The trade unions in Ukraine are waging two fights, one for their country's freedom and one against the market liberalism of their government. They urgently need the ILO's support to change government policies that undermine workers' rights and labour protections in the name of economic reform. Ukrainian democracy is not perfect, and maintaining democracy in times of war is not easy. That is why Ukrainian trade unions are in urgent need of international solidarity.


It took the Ukrainian trade unions some time to propose a joint candidate for the ILO Governing Body, but in a last-minute decision, the ITUC managed to include them in the third list of substitute delegates. This decision, which will ensure their presence at the ILO, is important not only for the Ukrainian trade unions but also for the international democratic trade union movement and the ITUC's campaign for democracy.

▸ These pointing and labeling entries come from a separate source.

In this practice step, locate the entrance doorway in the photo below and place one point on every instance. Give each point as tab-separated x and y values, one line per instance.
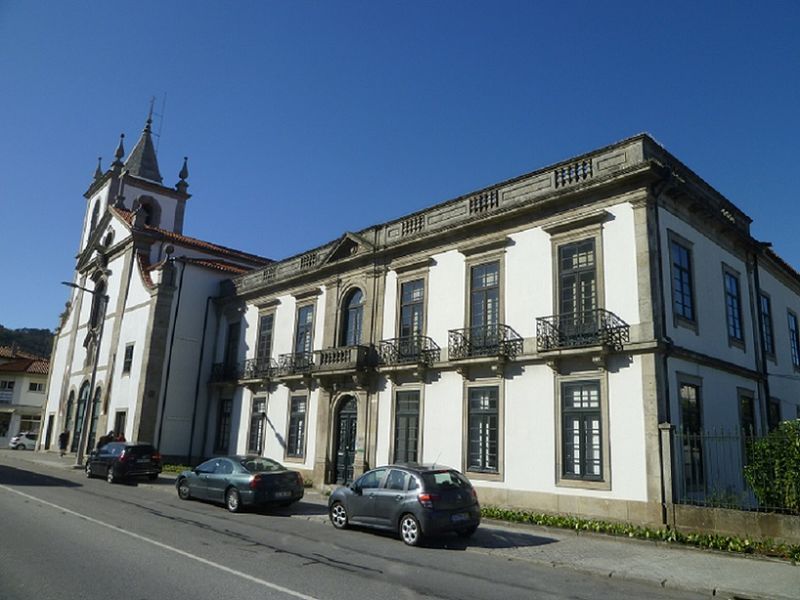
345	446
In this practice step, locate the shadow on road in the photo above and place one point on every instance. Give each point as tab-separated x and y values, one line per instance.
309	509
20	477
489	538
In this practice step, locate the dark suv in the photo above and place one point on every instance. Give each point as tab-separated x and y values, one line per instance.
414	500
124	460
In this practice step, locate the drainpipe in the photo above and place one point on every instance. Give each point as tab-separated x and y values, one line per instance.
169	356
197	383
666	465
761	353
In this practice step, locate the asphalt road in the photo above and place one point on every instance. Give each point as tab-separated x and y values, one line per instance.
63	536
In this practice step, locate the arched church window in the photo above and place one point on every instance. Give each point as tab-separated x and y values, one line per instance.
352	318
95	217
98	304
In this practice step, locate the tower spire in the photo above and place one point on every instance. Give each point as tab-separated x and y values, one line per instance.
142	160
181	186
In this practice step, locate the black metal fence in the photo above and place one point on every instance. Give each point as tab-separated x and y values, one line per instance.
709	467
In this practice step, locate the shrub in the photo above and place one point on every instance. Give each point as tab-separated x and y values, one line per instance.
773	469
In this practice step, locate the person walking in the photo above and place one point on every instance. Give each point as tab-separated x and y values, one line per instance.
63	440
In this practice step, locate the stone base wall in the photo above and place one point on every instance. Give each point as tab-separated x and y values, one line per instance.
741	523
625	511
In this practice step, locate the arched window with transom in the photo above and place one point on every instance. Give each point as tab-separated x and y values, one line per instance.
352	318
98	304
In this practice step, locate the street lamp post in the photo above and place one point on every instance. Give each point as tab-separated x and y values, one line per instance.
90	399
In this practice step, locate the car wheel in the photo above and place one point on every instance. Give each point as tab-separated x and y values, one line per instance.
410	531
233	500
338	514
184	493
468	532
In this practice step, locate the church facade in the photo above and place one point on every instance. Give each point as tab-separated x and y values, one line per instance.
544	335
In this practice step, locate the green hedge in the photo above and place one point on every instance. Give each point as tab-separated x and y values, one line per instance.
773	467
701	540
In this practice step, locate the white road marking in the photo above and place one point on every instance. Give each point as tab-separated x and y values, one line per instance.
268	584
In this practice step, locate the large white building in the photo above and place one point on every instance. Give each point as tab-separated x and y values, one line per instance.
23	378
144	292
539	334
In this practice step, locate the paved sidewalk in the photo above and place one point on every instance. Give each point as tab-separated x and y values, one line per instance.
717	574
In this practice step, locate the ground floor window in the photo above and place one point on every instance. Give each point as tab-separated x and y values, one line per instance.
119	422
582	441
483	433
30	423
296	446
406	426
223	437
255	439
692	437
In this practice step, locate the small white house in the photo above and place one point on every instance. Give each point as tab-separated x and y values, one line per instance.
23	379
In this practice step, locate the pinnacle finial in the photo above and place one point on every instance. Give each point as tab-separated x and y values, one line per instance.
182	185
119	153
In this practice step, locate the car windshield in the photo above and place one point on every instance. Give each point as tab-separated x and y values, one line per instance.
260	465
444	480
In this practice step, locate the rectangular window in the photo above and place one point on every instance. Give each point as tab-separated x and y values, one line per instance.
128	360
297	427
773	413
303	338
582	432
765	313
412	307
223	436
264	348
682	282
794	340
733	307
483	422
406	426
232	350
692	446
30	423
255	438
119	422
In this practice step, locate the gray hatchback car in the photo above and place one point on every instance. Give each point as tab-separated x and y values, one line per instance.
413	499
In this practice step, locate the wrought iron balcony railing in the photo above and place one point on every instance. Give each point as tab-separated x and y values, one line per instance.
295	363
342	358
225	372
412	349
259	368
484	340
596	327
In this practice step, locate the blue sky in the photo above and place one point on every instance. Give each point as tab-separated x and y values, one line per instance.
303	120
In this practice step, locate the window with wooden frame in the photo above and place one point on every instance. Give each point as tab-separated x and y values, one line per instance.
794	340
406	426
682	273
255	436
296	438
127	361
733	306
483	429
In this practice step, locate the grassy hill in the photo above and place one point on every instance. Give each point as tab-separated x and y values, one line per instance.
35	341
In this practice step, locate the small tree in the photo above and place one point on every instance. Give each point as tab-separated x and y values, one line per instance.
773	469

The upcoming vote at the International Labour Conference is a call for each and every individual trade union to take a position based on its trade union values, its political vision and its moral compass. How workers' delegates will use their 19th vote will be a global signal. Let us hope that they will not fail to support the aspiration of the workers of the world to make strong, independent and democratic trade unions the voice of the workers at the ILO. The fewer votes the FNPR candidate gets the stronger the signal.